Advantage Actor-Critic (A2C) is a simple actor-critic method. Differnt from REINFORCE, it has a simple idea: instead of computing return \(G_t\), estimate state value \(V(s)\) and bootstrapping! A2C uses advantage function \(A(s,a) = Q(s,a) - V(s)\) to update policy parameters. \(Q(s,a)\) is action value, \(V(s)\) is state value.

A2C has below features:

policy-based
Temporal Difference (TD) method
on-policy
high bias, low variance

Since A2C is TD method, you don't need to wait to update parameters until an episode is terminated. You can do online and batch learning.

You can see source code in a2c.

Configuration

Since it has simple hyperparameters, you don't need to understand deeply reinforcement learning.

Note if the setting has default value, you can skip it.

Setting	Description
`n_steps`	(`int`) The number of time steps to collect experiences until training. The number of total experiences (`entire_batch_size`) which is used to training is `num_envs` x `n_steps`. Since PPO is on-policy method, the experiences are discarded after training.
`gamma`	(`float`, default = `0.99`) Discount factor \(\gamma\) of future rewards.
`lam`	(`float`, default = `0.95`) Regularization parameter \(\lambda\) which controls the bias-variance trade-off of Generalized Advantage Estimation (GAE).
`value_loss_coef`	(`float`, default = `0.5`) State value loss (critic loss) multiplier.
`entropy_coef`	(`float`, default = `0.001`) Entropy multiplier used to compute loss. It adjusts exploration/exploitation balance.
`device`	(`str \| None`, default = `None`) Device on which the agent works. If this setting is `None`, the agent device is same as your network's one. Otherwise, the network device changes to this device. Options: `None`, `cpu`, `cuda`, `cuda:0` and other devices of `torch.device()` argument

Network

class: A2CSharedNetwork

Note that since it uses the Actor-Critic architecure and the parameter sharing, the encoding layer must be shared between Actor and Critic.

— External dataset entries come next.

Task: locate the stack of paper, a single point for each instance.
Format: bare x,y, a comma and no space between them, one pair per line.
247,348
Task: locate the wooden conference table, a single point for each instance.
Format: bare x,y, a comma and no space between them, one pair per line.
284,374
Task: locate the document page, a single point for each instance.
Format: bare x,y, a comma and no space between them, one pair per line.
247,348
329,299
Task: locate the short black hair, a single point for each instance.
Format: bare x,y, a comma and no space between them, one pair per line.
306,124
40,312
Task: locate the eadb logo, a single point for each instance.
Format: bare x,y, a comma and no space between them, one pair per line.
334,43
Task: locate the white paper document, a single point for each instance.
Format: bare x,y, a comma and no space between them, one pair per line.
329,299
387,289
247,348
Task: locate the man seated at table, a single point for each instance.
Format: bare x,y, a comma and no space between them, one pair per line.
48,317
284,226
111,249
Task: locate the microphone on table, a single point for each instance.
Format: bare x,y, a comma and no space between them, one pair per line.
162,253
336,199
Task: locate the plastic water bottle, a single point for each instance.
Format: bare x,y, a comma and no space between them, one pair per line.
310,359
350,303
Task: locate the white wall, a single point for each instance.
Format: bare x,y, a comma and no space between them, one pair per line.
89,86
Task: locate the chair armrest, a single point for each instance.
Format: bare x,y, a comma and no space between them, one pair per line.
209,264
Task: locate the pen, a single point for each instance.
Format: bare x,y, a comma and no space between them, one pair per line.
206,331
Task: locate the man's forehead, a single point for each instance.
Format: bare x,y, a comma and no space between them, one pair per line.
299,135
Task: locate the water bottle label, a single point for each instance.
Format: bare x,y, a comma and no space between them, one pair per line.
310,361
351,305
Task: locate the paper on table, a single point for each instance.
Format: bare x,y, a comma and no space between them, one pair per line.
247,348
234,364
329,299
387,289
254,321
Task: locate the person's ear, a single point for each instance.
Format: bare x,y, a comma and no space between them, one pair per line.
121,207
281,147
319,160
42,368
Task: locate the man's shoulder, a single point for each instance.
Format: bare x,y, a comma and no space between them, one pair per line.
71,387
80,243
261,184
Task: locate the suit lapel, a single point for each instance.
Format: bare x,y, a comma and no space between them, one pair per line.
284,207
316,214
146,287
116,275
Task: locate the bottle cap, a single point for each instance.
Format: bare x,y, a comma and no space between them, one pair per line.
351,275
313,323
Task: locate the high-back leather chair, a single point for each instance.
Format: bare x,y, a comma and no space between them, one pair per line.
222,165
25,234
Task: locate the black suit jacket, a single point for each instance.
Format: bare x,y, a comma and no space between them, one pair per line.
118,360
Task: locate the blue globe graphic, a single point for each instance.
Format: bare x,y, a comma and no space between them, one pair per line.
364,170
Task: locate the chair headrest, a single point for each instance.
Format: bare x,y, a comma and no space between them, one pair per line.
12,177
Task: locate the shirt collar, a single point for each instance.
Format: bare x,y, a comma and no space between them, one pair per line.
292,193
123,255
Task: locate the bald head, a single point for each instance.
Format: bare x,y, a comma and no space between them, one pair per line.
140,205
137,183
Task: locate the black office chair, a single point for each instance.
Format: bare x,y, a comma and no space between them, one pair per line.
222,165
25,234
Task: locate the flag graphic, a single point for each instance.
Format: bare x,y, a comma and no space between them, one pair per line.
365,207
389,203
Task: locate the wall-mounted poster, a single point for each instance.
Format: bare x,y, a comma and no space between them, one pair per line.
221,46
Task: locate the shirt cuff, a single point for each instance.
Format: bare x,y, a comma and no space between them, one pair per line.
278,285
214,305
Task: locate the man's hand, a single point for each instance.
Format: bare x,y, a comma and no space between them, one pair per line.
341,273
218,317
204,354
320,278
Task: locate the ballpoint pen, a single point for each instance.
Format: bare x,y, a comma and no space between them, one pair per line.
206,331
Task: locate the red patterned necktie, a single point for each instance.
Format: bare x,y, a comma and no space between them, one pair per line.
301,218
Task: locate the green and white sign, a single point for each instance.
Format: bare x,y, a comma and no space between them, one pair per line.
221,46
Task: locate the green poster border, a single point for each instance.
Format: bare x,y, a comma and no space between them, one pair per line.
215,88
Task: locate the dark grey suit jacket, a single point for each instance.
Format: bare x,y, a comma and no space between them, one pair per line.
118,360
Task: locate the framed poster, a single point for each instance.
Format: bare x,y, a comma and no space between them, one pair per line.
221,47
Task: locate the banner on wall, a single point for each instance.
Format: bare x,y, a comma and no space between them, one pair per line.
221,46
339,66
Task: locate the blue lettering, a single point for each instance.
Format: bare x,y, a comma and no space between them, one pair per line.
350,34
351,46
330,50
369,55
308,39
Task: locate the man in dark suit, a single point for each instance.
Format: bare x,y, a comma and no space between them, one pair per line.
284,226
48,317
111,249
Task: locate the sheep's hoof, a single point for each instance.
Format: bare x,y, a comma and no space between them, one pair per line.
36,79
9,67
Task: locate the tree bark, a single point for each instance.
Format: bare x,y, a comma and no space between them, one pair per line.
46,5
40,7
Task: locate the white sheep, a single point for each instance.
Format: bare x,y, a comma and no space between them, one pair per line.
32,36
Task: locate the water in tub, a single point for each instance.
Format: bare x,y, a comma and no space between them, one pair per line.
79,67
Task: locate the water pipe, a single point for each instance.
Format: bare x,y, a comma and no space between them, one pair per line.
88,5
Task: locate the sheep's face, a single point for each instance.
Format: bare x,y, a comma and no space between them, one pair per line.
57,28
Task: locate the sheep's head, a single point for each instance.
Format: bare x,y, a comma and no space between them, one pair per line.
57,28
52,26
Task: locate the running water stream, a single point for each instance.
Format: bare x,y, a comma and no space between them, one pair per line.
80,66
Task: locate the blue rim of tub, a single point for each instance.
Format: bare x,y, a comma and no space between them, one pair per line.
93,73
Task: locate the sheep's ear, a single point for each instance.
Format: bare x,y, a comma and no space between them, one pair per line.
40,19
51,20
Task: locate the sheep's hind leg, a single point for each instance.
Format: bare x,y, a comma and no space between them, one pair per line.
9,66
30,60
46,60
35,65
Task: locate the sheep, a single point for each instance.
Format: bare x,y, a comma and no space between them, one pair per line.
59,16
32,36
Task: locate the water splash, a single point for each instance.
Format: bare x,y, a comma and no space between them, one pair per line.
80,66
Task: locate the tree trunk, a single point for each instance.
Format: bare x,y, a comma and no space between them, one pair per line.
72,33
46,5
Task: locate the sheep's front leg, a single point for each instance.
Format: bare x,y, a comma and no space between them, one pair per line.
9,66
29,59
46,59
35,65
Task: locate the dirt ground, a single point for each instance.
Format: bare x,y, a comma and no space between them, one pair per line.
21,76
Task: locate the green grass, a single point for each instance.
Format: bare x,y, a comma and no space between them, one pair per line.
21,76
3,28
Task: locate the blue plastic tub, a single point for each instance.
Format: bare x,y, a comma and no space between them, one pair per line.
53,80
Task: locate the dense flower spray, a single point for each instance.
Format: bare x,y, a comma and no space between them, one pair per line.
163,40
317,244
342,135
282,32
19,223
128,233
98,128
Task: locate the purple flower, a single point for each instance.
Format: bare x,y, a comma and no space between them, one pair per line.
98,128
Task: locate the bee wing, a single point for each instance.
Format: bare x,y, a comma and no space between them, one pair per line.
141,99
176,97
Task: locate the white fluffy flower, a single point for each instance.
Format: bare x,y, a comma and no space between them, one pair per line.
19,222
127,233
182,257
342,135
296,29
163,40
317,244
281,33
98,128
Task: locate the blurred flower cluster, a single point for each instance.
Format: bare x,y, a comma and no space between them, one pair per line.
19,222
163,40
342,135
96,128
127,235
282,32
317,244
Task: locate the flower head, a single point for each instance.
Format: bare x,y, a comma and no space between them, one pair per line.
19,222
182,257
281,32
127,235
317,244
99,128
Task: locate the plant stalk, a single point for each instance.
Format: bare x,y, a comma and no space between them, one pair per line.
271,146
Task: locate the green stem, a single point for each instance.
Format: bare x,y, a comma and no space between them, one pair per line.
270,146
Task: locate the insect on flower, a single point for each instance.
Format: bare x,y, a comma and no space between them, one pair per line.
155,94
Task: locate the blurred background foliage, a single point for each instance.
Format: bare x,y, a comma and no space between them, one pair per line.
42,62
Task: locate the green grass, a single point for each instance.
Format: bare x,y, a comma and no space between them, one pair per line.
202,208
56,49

You need to implement below methods.

Forward

@abstractmethod
def forward(
    self, 
    obs: Observation
) -> tuple[PolicyDist, Tensor]
  

Parameters:

Name	Description	Shape
obs (`Observation`)	Observation batch tuple.	`*batch_shape` = `(batch_size,)` details in `Observation` docs

Returns:

Name	Description	Shape
policy_dist (`PolicyDist`)	Policy distribution \(\pi(a \vert s)\).	`*batch_shape` = `(batch_size,)` details in `PolicyDist` docs
state_value (`Tensor`)	State value \(V(s)\)	`(batch_size, 1)`